Business Day

Motorists to be hit by steepest hike in four years

- TJ Strydom strydomt@tisoblacks­tar.co.za

Motorists will this week get their steepest increase at the pump in four years as the recent slide in the rand and higher global oil prices are passed on and a hike in government levies takes effect.

The retail price for 95 octane petrol is set to rise R1.31 per litre inland on Wednesday and R1.26 on the coast, the Central Energy Fund (CEF) said on Saturday. Diesel prices will rise about 82c.

The increases will pile pressure on consumers who are reeling from a value-added tax increase in 2018 and face another bout of electricit­y price hikes. Prices rise 14% for direct Eskom customers on Monday and for a similar amount for municipal customers on July 1.

Fuel price hikes usually have a second-round effect as wholesaler­s, retailers and other service providers gradually pass the increases on to their customers. And the hikes are notoriousl­y “sticky” when it comes to inflation — taxi fares that rise when fuel becomes more expensive do not necessaril­y fall when prices at the pump go down.

Petrol at R16.13 per litre is still cheaper than it was as recently as December, but the increase is the harshest since April 2015, according to data from the Automobile Associatio­n.

With weak economic growth and the turmoil at the SA Revenue Service contributi­ng to an expected revenue shortfall of more than R42bn and personal and company taxes at their limit, the Treasury has shifted increasing­ly to other avenues for taxation. Government-imposed levy adjustment­s account for 20c per litre of this week’s increases, with 15c going to the fuel levy and 5c to the Road Accident Fund. These increases were announced by finance minister Tito Mboweni in his budget in February. Roughly a third of the amount motorists are charged go to these coffers.

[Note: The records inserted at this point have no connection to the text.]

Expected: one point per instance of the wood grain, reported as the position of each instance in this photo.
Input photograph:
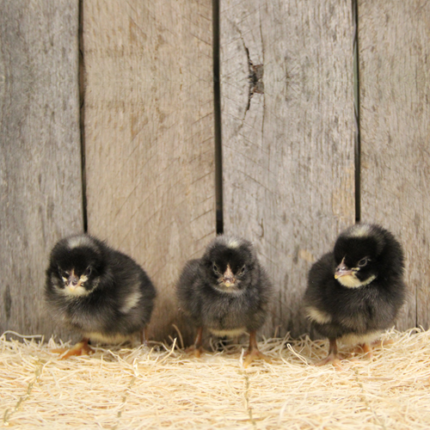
(40, 164)
(288, 136)
(149, 136)
(394, 53)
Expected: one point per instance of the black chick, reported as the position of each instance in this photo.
(227, 291)
(97, 291)
(356, 291)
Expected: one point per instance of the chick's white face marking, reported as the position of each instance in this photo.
(348, 277)
(318, 316)
(233, 244)
(131, 301)
(228, 279)
(351, 281)
(72, 289)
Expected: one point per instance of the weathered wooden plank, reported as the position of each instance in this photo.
(394, 53)
(288, 136)
(40, 164)
(150, 135)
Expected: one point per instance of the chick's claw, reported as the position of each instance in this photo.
(81, 348)
(254, 354)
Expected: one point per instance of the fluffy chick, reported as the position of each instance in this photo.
(227, 291)
(356, 291)
(100, 292)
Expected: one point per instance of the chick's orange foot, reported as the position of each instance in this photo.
(81, 348)
(252, 355)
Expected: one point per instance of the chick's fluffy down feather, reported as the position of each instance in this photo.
(356, 313)
(116, 298)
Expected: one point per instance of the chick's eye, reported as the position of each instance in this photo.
(363, 262)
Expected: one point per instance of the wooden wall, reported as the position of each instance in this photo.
(289, 135)
(149, 135)
(40, 155)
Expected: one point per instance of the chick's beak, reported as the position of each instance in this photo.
(342, 270)
(228, 278)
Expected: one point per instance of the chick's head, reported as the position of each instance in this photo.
(228, 264)
(357, 254)
(77, 267)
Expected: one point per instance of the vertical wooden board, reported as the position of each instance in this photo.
(287, 136)
(150, 136)
(40, 164)
(394, 55)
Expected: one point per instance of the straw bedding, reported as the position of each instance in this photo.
(162, 387)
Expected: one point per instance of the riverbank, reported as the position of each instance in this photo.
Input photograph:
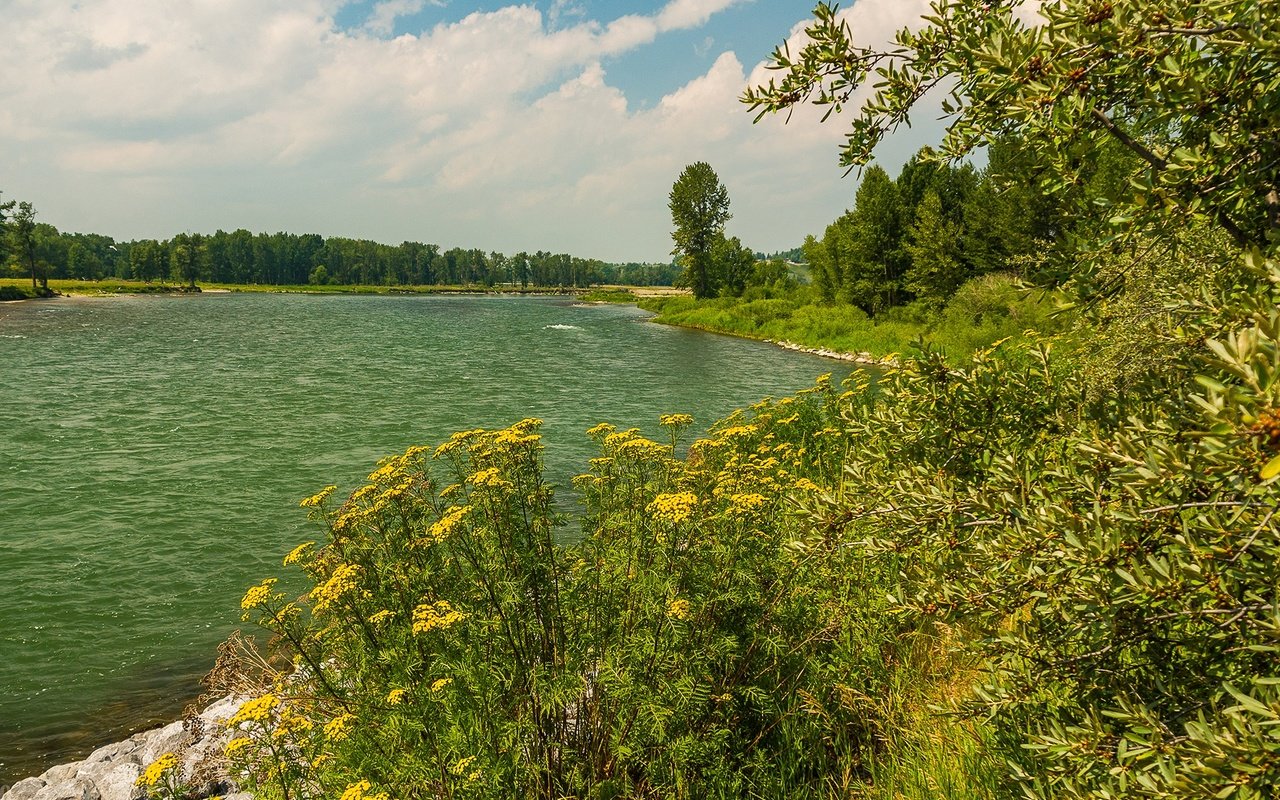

“With effect from 3 April 2019, the fuel levy in the price structure of petrol and diesel will amount to 352c per litre and 337c per litre respective­ly. The Road Accident Fund levy in the price structure of both petrol and diesel will amount to 198c per litre with effect from 03 April 2019,” the CEF said.

The fund said the weaker rand, which on average depreciate­d from R13.80 in the previous month to R14.39 in the latest month, and higher global oil prices were responsibl­e for the rest of the hike. When the Bank announced its interest rate decision last week, the size of the increase was already easy to forecast using CEF data.

Though consumer price inflation is comfortabl­y within the Bank’s target, it flagged global oil prices and the effect it will have on domestic fuel costs as one of the upside risks to its inflation outlook when it left the repo rate unchanged at 6.75%.

Fuel prices, along with higher food and electricit­y costs, were expected to lift inflation over the medium term, Bank governor Lesetja Kganyago said.